There were a slew of complaints about the proposed cuts - as is only to be expected. People said it was "big business" being "greedy". It is also possible it has something to do with more and more people demanding the "right" to shop whenever they please. "We are at work all week," they say, "We need to shop at night or on weekends."
When I was a teacher I remember people telling me how lucky I was that I "only work(ed) between 9am and 3:30pm. They simply did not believe that I was there by 8:15am and left some time after 4pm and did several hours of preparation at night. So yes, being able to shop all day Saturday would have been useful but I don't think I needed to shop on Sunday.
The Fair Work Commission wants to cut penalty rates on Sundays - while leaving Saturdays alone. I know people, mostly students, who choose to work on Sundays because it pays more. They often do it because they need the money. The argument is that penalty rates should not be cut because these people are working on other people's day off, that they don't get to socialise with family and friends and they rely on the extra money.
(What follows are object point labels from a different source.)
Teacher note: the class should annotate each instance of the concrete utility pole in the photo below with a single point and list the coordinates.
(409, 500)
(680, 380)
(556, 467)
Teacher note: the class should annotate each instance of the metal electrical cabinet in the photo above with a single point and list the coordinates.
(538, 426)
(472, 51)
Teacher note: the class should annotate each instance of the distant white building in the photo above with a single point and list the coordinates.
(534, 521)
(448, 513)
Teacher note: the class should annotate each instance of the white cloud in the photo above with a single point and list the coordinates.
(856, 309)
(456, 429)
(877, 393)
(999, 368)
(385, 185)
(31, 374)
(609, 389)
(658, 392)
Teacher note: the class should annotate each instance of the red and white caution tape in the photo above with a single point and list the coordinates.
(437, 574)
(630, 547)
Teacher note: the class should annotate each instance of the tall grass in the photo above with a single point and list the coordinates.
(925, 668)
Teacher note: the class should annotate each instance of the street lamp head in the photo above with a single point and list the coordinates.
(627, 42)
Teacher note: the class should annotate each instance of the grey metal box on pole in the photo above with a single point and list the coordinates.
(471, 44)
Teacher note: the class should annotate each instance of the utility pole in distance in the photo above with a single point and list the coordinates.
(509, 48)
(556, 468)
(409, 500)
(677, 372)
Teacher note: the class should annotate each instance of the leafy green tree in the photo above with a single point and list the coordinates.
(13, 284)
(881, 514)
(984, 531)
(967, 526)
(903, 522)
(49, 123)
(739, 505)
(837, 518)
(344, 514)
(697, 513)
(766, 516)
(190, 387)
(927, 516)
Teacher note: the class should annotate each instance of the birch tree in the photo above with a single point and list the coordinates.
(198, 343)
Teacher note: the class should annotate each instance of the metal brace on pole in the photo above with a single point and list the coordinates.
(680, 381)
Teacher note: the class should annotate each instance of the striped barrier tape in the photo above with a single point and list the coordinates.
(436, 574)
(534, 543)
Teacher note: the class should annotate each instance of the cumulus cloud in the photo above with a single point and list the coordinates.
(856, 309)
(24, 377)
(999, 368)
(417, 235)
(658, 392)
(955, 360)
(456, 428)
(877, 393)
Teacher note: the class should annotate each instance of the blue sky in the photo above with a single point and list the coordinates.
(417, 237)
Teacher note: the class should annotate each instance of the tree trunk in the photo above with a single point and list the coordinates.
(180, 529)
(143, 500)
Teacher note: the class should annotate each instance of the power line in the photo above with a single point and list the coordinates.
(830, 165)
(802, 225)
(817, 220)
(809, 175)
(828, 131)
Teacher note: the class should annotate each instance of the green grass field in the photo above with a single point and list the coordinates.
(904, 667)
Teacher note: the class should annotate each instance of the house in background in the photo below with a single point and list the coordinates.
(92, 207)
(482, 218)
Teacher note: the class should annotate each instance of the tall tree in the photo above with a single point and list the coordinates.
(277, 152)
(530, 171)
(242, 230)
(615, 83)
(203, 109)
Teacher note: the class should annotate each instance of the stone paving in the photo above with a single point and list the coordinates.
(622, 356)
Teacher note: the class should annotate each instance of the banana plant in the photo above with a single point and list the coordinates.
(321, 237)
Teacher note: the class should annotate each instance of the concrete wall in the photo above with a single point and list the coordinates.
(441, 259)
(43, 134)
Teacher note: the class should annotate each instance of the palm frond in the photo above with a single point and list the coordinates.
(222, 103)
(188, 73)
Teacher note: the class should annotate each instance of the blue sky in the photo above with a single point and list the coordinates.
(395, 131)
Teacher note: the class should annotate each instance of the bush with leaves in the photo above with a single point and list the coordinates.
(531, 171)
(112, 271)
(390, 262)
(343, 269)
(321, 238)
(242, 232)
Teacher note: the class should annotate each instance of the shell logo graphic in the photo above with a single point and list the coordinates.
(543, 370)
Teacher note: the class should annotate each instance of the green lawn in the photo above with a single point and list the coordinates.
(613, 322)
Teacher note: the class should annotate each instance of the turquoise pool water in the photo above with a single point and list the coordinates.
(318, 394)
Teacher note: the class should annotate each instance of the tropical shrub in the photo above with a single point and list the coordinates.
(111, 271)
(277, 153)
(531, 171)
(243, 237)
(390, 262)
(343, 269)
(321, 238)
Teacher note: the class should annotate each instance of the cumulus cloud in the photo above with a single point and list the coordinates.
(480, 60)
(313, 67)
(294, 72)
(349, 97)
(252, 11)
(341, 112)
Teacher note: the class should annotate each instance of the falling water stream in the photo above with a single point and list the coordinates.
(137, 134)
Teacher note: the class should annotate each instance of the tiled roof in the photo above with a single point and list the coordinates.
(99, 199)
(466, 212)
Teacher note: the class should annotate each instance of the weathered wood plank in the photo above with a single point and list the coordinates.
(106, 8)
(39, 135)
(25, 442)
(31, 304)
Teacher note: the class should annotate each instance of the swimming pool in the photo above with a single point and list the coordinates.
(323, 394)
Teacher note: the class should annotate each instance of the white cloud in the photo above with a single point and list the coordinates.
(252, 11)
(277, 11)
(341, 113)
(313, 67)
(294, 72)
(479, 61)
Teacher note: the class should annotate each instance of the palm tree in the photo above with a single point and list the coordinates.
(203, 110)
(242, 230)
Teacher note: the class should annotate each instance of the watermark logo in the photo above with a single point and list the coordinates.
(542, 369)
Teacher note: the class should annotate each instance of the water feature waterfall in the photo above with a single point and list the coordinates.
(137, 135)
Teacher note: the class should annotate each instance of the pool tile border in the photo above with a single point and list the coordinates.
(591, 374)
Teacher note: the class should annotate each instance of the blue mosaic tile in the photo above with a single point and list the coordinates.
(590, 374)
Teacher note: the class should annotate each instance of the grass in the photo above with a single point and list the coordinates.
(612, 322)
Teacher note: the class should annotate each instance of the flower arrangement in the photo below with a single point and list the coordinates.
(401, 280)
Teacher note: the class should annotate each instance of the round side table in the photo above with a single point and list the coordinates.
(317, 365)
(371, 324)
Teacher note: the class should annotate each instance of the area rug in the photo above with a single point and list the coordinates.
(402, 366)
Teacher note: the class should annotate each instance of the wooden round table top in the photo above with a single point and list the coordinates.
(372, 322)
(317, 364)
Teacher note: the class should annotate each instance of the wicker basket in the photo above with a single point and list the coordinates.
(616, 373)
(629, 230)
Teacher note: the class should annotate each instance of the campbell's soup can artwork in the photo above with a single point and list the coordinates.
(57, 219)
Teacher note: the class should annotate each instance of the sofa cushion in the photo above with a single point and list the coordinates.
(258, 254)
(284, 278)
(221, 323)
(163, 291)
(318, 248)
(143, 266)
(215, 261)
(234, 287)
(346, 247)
The review of penalty rates was put in place by the previous government, specifically by the man who is now the Leader of the Opposition. He is a union man through and through. Either he was not canny enough to realise what the likely outcome would be or he simply didn't believe that the Fair Work Commission would come down on "the other side" (the employers). Whatever has happened he isn't happy with the outcome and he is, naturally, blaming the present government for what he set rolling. Perhaps though he really shouldn't be too worried. The whole issue could lead to an increase in union membership.